Alice Marchese, invece, è tornata in Italia dalla Tunisia una ventina di giorni fa, dopo sei mesi trascorsi nella capitale per il programma doppio titolo proposto dalla facoltà di Cooperazione, Sviluppo e Migrazioni dell’Università di Palermo. Grazie a questo master in Relazioni Internazionali presso l’Università El Manar, ha avuto l’opportunità di conoscere la città in tutte le sue sfaccettature. “Tunisi sta attraversando un periodo decisamente complesso e uno dei motivi è legato alla crisi sia politica sia alimentare che la stanno logorando nel profondo – racconta -. Chiunque capiva la mia nazionalità, mi chiedeva costantemente la ragione per cui fossi lì e se fosse necessario rimanere per tutto il tempo previsto dal bando che vinsi mesi fa”. Tra le cose che le hanno detto più spesso: “la Tunisia non è più quella di un tempo” e che “la Rivoluzione del 2011 ha cambiato a tratti in modo irreversibile il Paese”.
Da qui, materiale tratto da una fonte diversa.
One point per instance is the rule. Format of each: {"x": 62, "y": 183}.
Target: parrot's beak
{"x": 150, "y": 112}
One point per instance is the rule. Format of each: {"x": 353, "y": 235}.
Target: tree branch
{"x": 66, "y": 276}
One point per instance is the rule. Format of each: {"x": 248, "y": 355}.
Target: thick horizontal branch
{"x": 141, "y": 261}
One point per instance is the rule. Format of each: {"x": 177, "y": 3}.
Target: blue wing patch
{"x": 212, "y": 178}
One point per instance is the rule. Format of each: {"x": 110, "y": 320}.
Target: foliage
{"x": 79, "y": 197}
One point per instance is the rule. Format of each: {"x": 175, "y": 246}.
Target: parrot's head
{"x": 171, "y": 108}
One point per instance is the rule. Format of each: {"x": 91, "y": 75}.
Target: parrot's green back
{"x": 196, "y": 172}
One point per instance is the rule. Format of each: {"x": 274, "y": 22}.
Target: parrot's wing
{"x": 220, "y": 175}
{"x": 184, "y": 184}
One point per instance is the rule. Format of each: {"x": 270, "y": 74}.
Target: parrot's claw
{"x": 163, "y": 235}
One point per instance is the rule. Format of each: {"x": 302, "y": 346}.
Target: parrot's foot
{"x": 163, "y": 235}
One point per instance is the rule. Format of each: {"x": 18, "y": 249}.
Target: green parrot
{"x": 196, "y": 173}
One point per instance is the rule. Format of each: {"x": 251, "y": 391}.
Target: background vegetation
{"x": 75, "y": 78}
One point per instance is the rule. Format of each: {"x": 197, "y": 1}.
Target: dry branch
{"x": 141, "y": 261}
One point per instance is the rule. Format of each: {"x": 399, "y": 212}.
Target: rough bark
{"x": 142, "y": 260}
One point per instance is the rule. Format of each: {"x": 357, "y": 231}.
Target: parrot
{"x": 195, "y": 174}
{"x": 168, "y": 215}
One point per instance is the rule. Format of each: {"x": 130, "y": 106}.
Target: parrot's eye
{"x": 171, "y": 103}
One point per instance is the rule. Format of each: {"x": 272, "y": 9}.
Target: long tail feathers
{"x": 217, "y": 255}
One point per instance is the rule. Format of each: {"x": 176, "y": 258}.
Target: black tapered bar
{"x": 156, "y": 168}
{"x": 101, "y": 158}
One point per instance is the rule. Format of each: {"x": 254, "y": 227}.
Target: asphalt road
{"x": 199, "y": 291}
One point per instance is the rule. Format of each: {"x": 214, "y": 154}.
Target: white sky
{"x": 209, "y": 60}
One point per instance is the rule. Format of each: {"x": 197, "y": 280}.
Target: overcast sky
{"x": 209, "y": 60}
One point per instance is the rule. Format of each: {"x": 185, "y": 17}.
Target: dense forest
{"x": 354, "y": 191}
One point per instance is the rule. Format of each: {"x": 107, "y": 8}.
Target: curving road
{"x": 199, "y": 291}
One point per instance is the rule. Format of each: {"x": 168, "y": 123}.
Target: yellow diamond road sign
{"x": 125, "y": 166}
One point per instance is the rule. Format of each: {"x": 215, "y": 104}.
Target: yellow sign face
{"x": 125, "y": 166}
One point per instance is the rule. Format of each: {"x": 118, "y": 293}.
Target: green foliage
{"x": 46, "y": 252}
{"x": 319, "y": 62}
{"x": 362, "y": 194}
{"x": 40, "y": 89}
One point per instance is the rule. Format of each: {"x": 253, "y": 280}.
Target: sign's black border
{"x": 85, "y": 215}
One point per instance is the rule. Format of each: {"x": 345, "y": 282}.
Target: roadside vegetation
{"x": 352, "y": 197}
Ma la certezza è che “a Tunisi non cucini ciò che vuoi, ma ciò di cui supermercati e botteghe dispongono”.

“Nonostante ci sia una quantità considerevole di centri commerciali e, dunque di supermercati, bisogna prestare la dovuta attenzione perché alcuni alimenti spariscono dal commercio oppure sono scarti, che non dovrebbero neanche essere venduti. Il primo giorno a Tunisi c’era caldissimo e mancavano acqua, zucchero, riso, latte e farina – ricorda -. Nel corso dei mesi questi prodotti a dir poco essenziali sono tornati sugli scaffali, tranne lo zucchero perché razionato”.